As of November, 2012, New York, New Jersey and other states are reeling from the overwhelming property damage done by the storm. At this point we cannot even estimate how many billions of dollars will be required to assist the devastated areas in their rebuilding, or the new and unknown infrastructure needed to reduce the damage of such storms in the future. What we do know is that without very substantial help from the already strained federal budget this highly productive area of the U.S. will be unable to rebuild itself for a long time.

How will the Congress trim the federal budget to provide the urgently needed aid for the coastal areas? Will they cut back on Social Security and Medicare, as some have suggested, or will they prune the excessive, unusable and illegal nuclear weapons complex, which is now planning to spend “between $620 billion and $661 billion on nuclear weapons and related programs over the next decade” according to What Nuclear Weapons Cost Us,  a report from the nonpartisan Ploughshares Fund.

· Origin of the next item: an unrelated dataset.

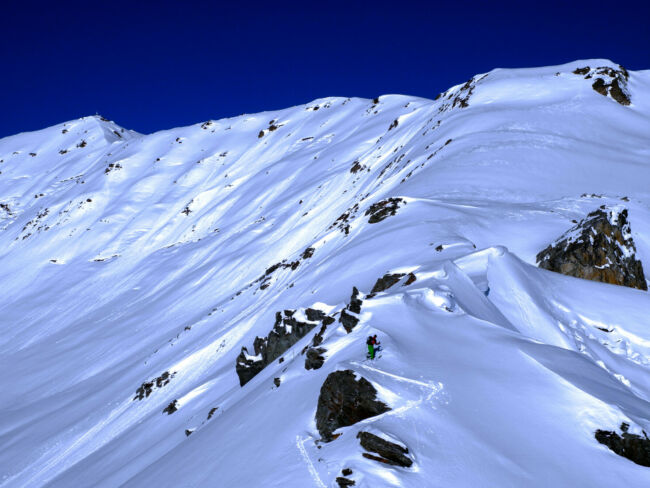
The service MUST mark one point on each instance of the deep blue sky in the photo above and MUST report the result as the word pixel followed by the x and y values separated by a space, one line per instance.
pixel 158 65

While a large majority of Americans have repeatedly said in polls that they want a nuclear weapons-free world, every attempt to prune the nuclear weapons budget is opposed by the Congress. Many former hawks and military leaders have said that these weapons are a liability that does not keep us safe and should be abolished. Then why does the Congress continue to defend the huge nuclear weapons budget? Because the nuclear weapons lobby contributes to Congressional campaigns. A report from the Center for International Policy finds that, “In the 2012 election cycle, the top 14 nuclear weapons contractors gave a total of $2.9 million to key members of Congress with decision making power over nuclear weapons spending. These firms have donated $18.7 million to these same members of Congress over the course of their careers.”

Nuclear Winter

We now know that any exchange of nuclear weapons would threaten the world’s people with a nuclear winter, caused by the huge cloud of radioactive debris that would circle the Earth and reduce food crops to famine levels, as well as weakening the ozone layer, threatening the ocean’s phytoplankton and spreading radioactive fallout over large areas of the Earth. As a result, many nations have repeatedly supported resolutions for abolition at the UN General Assembly, including the latest one by 34 nations stressing the humanitarian consequences of nuclear weapons, which was delivered in October of this year.

We, the American people, have a choice. We can continue the plan for modernizing and replacing nuclear weapons and their delivery systems to last through the end of the century, or we can immediately cancel all such plans and expenses, and sign an agreement with Russia to work jointly to reduce our huge weapons stockpiles. Once we both reach a much smaller stockpile we can demand that other nations with similar stockpiles — several nations, such as China and Israel, have approximately 300 of them — must join with us in a nuclear weapons convention and take the last step to rid the world of these suicidal weapons systems. This would save the U.S. Treasury hundreds of billions, while reducing the ever-present danger of a nuclear exchange.

Loosening the grip of the nuclear weapons lobby on the Congress and their choosing life-sustaining budget priorities will not happen easily or quickly. The American people must leave the armchair of denial and organize now to preserve a livable world for their children and grandchildren. It will take a consolidated peace movement with breadth and determination. But it can be done.

Now, when we so urgently need to help those living in the wake of Hurricane Sandy and to trim the federal budget at the same time, is the window of opportunity. We must seize this moment to act, or the window will close, we will return to business as usual, and at some time in the future these terrible weapons may set the Earth on fire.

Peter G. Cohen, Santa Barbara, CA, is the author of www.nukefreeworld.com and other Internet writing.